Petit polémiste, dont la notoriété est plutôt enviable, tel est le métier exceptionnel d’Alain Coulang dans un monde d’après, pas si lointain, 2029, soit presque demain ! Mais, à la différence de ses 30 collègues (agréés et assermentés comme lui), notre protagoniste, très parisien, n’est pas politiquement correct dans une société qui recherche la paix intérieure, pratique la notation sociale, met tout en œuvre pour préserver la santé de ses citoyens, après avoir gagné la bataille contre le réchauffement climatique. Ses chroniques télévisuelles sont faites pour provoquer, offenser et « interpeller les âmes usées et résistantes à tout ». Même si la bonne audience d’Alain explique sa relative tranquillité, l’algorithme sait tout, prévoit tout et ne plaisante pas. Un mot peut le faire basculer et il bascule.

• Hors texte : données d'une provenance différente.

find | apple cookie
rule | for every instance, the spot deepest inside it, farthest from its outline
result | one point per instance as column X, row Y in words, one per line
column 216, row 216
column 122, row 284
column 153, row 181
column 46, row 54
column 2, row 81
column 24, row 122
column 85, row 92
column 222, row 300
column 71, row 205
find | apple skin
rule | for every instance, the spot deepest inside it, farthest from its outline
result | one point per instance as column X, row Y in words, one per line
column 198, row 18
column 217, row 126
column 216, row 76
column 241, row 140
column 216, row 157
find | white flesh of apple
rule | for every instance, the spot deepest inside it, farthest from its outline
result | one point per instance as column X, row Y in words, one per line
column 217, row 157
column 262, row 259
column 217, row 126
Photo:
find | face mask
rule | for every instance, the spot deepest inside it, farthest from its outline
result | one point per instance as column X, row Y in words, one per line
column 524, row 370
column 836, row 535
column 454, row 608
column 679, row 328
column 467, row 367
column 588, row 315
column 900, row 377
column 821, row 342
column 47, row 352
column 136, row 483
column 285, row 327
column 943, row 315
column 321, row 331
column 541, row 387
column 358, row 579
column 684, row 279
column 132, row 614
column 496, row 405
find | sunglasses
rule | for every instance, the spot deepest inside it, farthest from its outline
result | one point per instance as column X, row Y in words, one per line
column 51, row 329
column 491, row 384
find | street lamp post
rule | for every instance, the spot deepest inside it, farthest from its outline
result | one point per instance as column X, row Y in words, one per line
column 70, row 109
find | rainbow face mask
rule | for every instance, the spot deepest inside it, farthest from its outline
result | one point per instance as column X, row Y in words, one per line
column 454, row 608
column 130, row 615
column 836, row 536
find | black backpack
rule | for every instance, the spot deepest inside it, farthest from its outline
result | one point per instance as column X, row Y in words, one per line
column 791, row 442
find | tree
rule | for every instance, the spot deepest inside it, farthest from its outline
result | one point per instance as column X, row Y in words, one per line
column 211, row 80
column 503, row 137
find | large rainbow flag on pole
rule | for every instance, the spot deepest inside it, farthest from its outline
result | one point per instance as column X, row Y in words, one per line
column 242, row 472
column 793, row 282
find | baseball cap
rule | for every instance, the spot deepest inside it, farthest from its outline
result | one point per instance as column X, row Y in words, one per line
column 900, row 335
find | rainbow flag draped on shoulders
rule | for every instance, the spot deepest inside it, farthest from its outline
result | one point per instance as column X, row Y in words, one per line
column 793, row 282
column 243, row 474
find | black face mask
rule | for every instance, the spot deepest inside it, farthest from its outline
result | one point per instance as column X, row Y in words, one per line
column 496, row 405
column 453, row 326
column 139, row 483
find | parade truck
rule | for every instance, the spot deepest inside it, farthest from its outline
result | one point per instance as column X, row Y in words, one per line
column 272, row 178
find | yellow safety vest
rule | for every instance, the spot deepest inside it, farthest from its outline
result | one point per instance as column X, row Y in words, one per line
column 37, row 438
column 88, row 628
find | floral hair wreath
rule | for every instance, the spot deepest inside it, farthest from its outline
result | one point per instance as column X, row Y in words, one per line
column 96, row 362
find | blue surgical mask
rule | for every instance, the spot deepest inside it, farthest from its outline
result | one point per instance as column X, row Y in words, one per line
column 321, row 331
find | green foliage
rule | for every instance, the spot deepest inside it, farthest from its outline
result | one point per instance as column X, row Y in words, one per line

Dans ce roman de pseudo-anticipation, l’écriture de Duran Cohen est satirique et drôle. Tous les thèmes abordés nous rappellent l’actualité, des situations bien concrètes que nous vivons en réalité aujourd’hui. Nous ne pouvons que réagir ou sourire jaune. Quant à la conclusion – « Je préférerais être un homme libre dans un monde pollué qu’un esclave respirant de l’air pur » – elle fait réfléchir, plus sérieusement, sur le sens à donner à la liberté sans pour autant nier la mise en danger du vivant. À travers ce récit imaginaire, qui s’apparente à une dystopie, l’utopie vire au cauchemar et conduit à une contre-utopie. Procédé classique mais bien réussi qui intéressera nos lecteurs.
Ilan Duran Cohen, Le petit polémiste, Arles, Acte Sud, 2020, 304 pages.